Traditionally, identification models relied on database matching methods11. However, with the advancement of artificial intelligence (AI) technology, AI-based identification models have achieved superior performance. Currently, various classification models have been developed using advanced machine learning techniques, including Convolutional Neural Network (CNN)12,13, Broad Learning System (BLS)14, and Bidirectional Long Short-Term Memory network (Bi-LSTM)15, as well as pre-trained Vision Transformer (ViT)16. Notably, Gaussian Support Vector Machine (SVM)17, Linear Discriminant Analysis (LDA)18, BLS19, Random Forest (RF)20, and Extreme Learning Machine (ELM)21 have also been utilized to establish models for classifying coal types and provenance. Specifically, for the quantitative analysis of coal composition, researchers have employed methods such as XGBoost22 and Partial Least Squares (PLS)23 to construct regression models.

While AI-based models are widely used, their practical implementation introduces new challenges, notably the need for diverse training data.
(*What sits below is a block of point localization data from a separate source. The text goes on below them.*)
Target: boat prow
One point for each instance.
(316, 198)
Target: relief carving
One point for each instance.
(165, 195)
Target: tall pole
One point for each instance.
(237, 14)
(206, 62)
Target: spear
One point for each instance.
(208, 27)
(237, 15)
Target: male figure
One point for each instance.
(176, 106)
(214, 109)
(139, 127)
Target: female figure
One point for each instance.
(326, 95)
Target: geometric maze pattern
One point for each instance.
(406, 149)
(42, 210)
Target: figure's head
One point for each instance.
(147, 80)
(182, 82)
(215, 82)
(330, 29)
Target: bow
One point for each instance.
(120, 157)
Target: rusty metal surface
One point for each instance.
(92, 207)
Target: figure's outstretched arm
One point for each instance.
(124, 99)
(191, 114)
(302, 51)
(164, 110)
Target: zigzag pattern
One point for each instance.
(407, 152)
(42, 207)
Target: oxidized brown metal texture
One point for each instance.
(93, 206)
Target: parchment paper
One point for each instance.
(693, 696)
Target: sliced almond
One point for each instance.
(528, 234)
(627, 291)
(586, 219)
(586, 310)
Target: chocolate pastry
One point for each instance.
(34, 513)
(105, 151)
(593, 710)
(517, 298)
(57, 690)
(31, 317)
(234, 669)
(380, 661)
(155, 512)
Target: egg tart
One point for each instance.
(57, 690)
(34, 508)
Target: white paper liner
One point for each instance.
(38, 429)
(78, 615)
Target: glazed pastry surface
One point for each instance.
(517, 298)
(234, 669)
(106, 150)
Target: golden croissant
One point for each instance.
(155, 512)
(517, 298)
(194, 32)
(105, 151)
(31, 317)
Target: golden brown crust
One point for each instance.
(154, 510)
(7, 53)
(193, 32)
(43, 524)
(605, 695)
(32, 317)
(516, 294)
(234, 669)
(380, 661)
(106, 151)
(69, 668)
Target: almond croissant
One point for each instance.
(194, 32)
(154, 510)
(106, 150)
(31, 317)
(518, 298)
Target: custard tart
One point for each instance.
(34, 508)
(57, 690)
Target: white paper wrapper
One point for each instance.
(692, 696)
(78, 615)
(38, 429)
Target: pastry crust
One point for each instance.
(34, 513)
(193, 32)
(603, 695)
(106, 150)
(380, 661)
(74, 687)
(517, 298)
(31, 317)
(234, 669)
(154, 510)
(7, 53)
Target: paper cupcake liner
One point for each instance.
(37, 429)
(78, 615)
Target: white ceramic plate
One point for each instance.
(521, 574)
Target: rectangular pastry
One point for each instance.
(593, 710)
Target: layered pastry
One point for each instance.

Numerous spectral databases have been established, such as the USGS Spectral Library Version 7 by the United States Geological Survey24, primarily featuring mineral reflectance spectra covering visible, near-infrared, and mid-far infrared bands of absorption and reflectance spectra; NASA JPL’s ECOSTRESS Spectral Library - Version 1.025, which focused on minerals and rocks across the 0.4~15.4 μm wavelength range; The “ 2D hyperspectral library of mineral reflectance” by Laurent Fasnacht26,27,28,29 includes reflectance spectra of minerals in near-infrared ranges. These databases provide a valuable data platform for researchers, but they are primarily intended to support fields like geological exploration, environmental monitoring, agriculture, and forestry.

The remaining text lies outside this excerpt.